Before bringing Hard Travelin' With Woody out on the Home Routes' Borealis Trail, with other stops beside Thompson between Nov. 16 and Nov. 29 in Flin Flon, The Pas and Minitonas and Swan River Valley in Manitoba and in Saskatchewan, Buena Vista, Annaheim, Prince Albert, Napatak, Melfort and Greenwater Lake Provincial Park, Noojin performed at the Edge Center For The Arts in Bigfork, Minnesota on Nov. 9.

Performers typically do 11 shows in 14 days at their stops along the Borealis Trail.

Other circuits on Home Routes include the Yukon Trail; Salmon-Berry in British Columbia; Cherry Bomb and Blue Moon in British Columbia and Alberta; Chautauqua Trail in Saskatchewan and Alberta; CCN SK in Saskatchewan; Central Plains in Saskatchewan and Manitoba; Jeanne Bernardin in Manitoba, Agassiz in Manitoba and Ontario; Estelle-Klein in Ontario and Québec and the Maritimes in New Brunswick, Nova Scotia and Prince Edward Island.

Noojin began working on stage at Lake Central High School's Theatre Guild (LCTG) in St.
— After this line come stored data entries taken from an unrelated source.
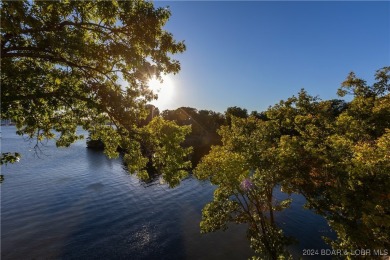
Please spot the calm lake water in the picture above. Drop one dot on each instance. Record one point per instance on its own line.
(74, 203)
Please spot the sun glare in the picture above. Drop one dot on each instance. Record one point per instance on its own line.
(164, 90)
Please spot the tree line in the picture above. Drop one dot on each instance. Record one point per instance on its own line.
(64, 65)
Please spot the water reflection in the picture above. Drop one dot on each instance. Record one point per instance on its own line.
(77, 204)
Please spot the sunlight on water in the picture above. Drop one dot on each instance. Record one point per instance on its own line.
(76, 203)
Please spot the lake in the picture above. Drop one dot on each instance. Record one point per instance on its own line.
(74, 203)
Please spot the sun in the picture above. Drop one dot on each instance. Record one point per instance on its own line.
(164, 90)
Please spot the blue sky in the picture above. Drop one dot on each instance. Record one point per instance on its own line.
(253, 54)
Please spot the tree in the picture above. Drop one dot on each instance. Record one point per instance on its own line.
(338, 158)
(67, 64)
(334, 153)
(235, 112)
(245, 169)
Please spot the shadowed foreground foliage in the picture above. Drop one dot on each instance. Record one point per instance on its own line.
(336, 154)
(68, 64)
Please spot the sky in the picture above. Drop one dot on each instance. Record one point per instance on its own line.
(254, 54)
John, Indiana. He majored in theatre as an undergraduate at Indiana State University. Noojin holds an MFA in Acting from Arizona State University and an MFA in Playwriting from the University of Iowa's playwrights workshop, where he wrote The Knife Trick, Just Say Something and The Complaint, which won the Maibaum Playwriting Award for plays dealing with social justice issues.
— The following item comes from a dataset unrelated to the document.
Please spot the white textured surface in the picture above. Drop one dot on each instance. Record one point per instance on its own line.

After college, Noojin began a 30-year working relationship as actor and playwright with Southern Appalachian Repertory Theatre (SART) in Mars Hill, North Carolina.

On television, Noojin has been featured on Boardwalk Empire and Royal Pains. His independent films include The Bench, Evil Things and HomeJacked Productions' Die Barkley, a 20:34 short film by Tarrytown, New York's Alex Gonzalez.

Michael Giltz, an award-winning freelance writer based in New York, writing in the Huffington Post Aug. 18, 2011 about the debut of Hard Travelin' With Woody at the New York International Fringe Festival two years ago, said, "Noojin avoids imitation but captures the spirit of Woody as he describes the mouthful of a name Woody had growing up (Woodrow Wilson Guthrie), his social awakening as a boom town goes bust when the oil dries up, his witnessing of the mistreatment of "Okies" in California and his aw-shucks approach to arguing for "sticking together" via unions, even as the people trying to unionize are beaten and killed. The story is punctuated with Guthrie's many terrific numbers, which Noojin delivers with aplomb."

After Noojin's Hard Travelin' With Woody show Nov. 22, Home Routes in on Christmas holiday hiatus until Feb. 7 when it returns for the second half of season five with Darren McMullen and Rachel Davis.

McMullen is an award-winning multi-instrumentalist based in Halifax, who plays the mandolin, bouzouki, tenor banjo, whistles, guitar and bass, while Davis is a young fiddler from God's own country of Baddeck, Victoria County's shire town on the north shore of Bras d'Or Lake, who learned Cape Breton fiddle firstly from her grandfather, then at the hands of some of the island's top teachers.